Deux publications sur les enjeux juridiques européens et internationaux de l’IA et du numérique
Céline Castets-Renard, professeure à la Faculté de droit – section droit civil de l’Université d’Ottawa et coresponsable de l’axe Relations internationales, action humanitaire et droits humains de l’OBVIA publie deux ouvrages : une monographie sur le marché unique numérique européen et l’IA, ainsi qu’un ouvrage collectif sur enjeux internationaux des activités numériques.
Droit du marché unique numérique et intelligence artificielle
De prime abord, le marché unique numérique peut paraître comme une simple extension à l’environnement numérique du marché intérieur. En réalité, sa portée est bien plus importante, dans la mesure où il concerne la régulation des contenus, l’utilisation des technologies pour faciliter les échanges internes et externes à l’Union européenne, mais aussi les infrastructures nécessaires au développement des technologies du numérique.
Ainsi, le numérique constitue d’abord l’outil privilégié de parachèvement du marché intérieur.
Les technologies numériques permettent de supprimer aisément les obstacles aux frontières et d’encourager le développement du commerce électronique transfrontalier. Ensuite, les enjeux économiques des technologies numériques, à l’instar des smart contracts, de la blockchain, des voitures autonomes ou encore de la santé connectée, sont tels que l’Union européenne doit mettre en œuvre des règles d’encouragement et stimulation de l’innovation et de la concurrence, afin d’être bien positionnée dans la compétition mondiale qui s’ouvre. Enfin, les choix de régulation du numérique faits par les institutions européennes montrent une volonté de protéger les valeurs sociales et les droits fondamentaux consacrés par la charte de l’Union européenne, à l’instar de la protection des données personnelles et de la vie privée.

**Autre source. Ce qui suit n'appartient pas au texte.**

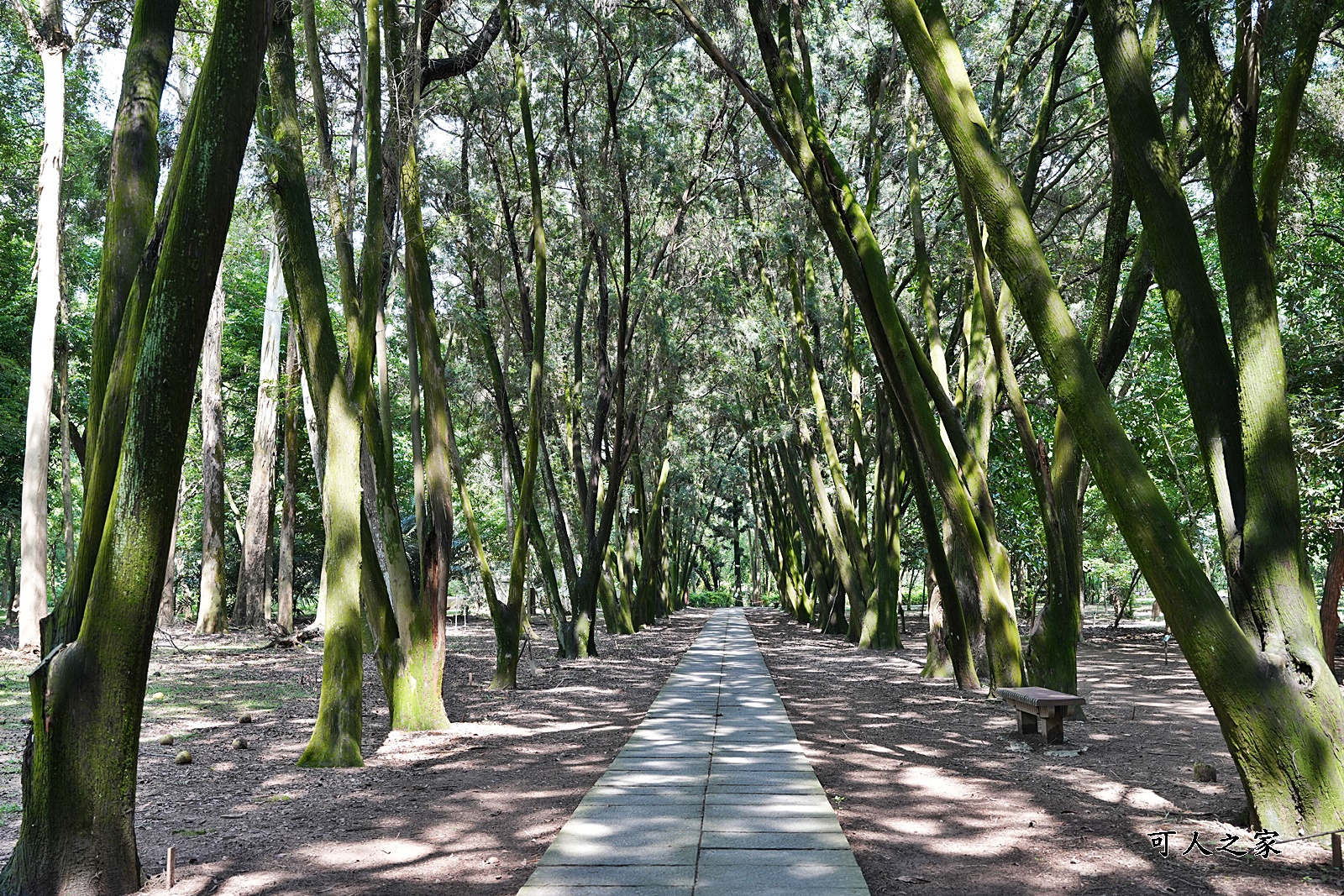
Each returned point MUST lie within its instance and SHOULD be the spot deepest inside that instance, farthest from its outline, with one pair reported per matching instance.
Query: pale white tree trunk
(315, 445)
(33, 597)
(315, 448)
(67, 503)
(249, 607)
(168, 600)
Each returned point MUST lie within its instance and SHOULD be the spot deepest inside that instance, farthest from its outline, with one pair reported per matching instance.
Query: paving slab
(711, 795)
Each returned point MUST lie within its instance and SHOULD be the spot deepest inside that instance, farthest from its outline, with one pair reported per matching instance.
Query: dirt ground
(936, 790)
(936, 799)
(464, 812)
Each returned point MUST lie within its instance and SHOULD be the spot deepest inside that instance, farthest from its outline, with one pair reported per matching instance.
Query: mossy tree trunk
(508, 616)
(336, 736)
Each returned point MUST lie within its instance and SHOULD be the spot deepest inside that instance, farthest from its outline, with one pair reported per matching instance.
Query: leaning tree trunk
(1331, 597)
(81, 761)
(253, 595)
(508, 616)
(210, 616)
(1277, 708)
(336, 735)
(168, 602)
(51, 43)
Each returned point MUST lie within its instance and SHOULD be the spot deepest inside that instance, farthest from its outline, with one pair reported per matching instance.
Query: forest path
(711, 795)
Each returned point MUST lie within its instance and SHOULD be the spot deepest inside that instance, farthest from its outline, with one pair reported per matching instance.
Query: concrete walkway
(711, 795)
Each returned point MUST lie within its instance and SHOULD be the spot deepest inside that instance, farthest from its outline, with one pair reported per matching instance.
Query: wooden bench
(1053, 707)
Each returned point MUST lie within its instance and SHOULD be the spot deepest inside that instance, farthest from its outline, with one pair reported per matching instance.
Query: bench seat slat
(1041, 698)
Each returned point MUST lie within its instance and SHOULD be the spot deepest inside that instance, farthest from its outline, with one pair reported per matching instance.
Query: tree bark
(168, 602)
(506, 669)
(336, 736)
(286, 566)
(210, 616)
(81, 761)
(250, 602)
(51, 43)
(67, 504)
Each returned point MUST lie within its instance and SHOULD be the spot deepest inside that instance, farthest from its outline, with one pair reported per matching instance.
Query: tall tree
(51, 42)
(80, 783)
(212, 616)
(253, 598)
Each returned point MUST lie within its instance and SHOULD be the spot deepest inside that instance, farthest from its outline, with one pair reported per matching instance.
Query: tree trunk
(286, 567)
(81, 761)
(51, 43)
(510, 613)
(118, 318)
(1276, 705)
(67, 504)
(336, 736)
(1331, 597)
(212, 617)
(168, 602)
(250, 602)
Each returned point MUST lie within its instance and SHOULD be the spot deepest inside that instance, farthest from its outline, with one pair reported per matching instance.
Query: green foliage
(717, 598)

L’adoption du RGPD est la quintessence de cette approche européenne et témoigne de l’impact que pourrait avoir l’Union européenne dans la régulation du numérique à l’échelle mondiale.
La Commission européenne a fait du marché unique numérique une priorité matérialisée par la publication de plusieurs textes relatifs aux nouvelles technologies dont, la plus dominante aujourd’hui, l’intelligence artificielle. Son livre blanc – publié en février 2020 et destiné à contrer les avancées américaine et chinoise – montre une volonté d’excellence, de confiance et de règles cohérentes en la matière.
Le présent ouvrage rend compte de la dimension matérielle du marché unique numérique, tout autant qu’institutionnelle et conceptuelle, et de l’intelligence artificielle. Il propose une vision claire de l’Union européenne dans son environnement technologique.
Enjeux internationaux des activités numériques
L’affirmation, fréquente, de l’impuissance des États ou des organisations internationales publiques, face aux actions ou défaillances des acteurs privés du numérique, semble pouvoir être aujourd’hui nuancée à la faveur des mesures juridiques et techniques adoptées par les premiers pour garder le contrôle sur les activités des seconds. Plusieurs exemples en attestent au cours des dernières années : menaces de sanctions par l’État allemand en 2017 à l’encontre des plateformes de réseaux sociaux violant les règles de droit national ; auditions du dirigeant de Facebook Mark Zuckerberg devant le Congrès américain ; développement du marché unique numérique dans l’Union européenne ; remise à plat de la fiscalité européenne et internationale applicable aux GAFA ; mesures étatiques de relocalisation des données ; extraterritorialité des règles applicables et validation d’applications extraterritoriales du droit interne par les juges nationaux. Ces éléments d’actualité contribuent à démontrer que les États n’ont pas renoncé à leur souveraineté légale ni à encadrer le comportement d’acteurs qui pensaient pourtant pouvoir s’affranchir de la règle de droit. Ils tendent à illustrer aussi que cet encadrement prend souvent des traits originaux en comparaison des mécanismes juridiques classiques. Ils invitent ainsi à s’interroger sur le sens et la forme, éventuellement renouvelés, de la règle de droit, tant du moins qu’est affirmée la volonté de réguler ou de réglementer l’activité numérique à l’échelle internationale par le droit.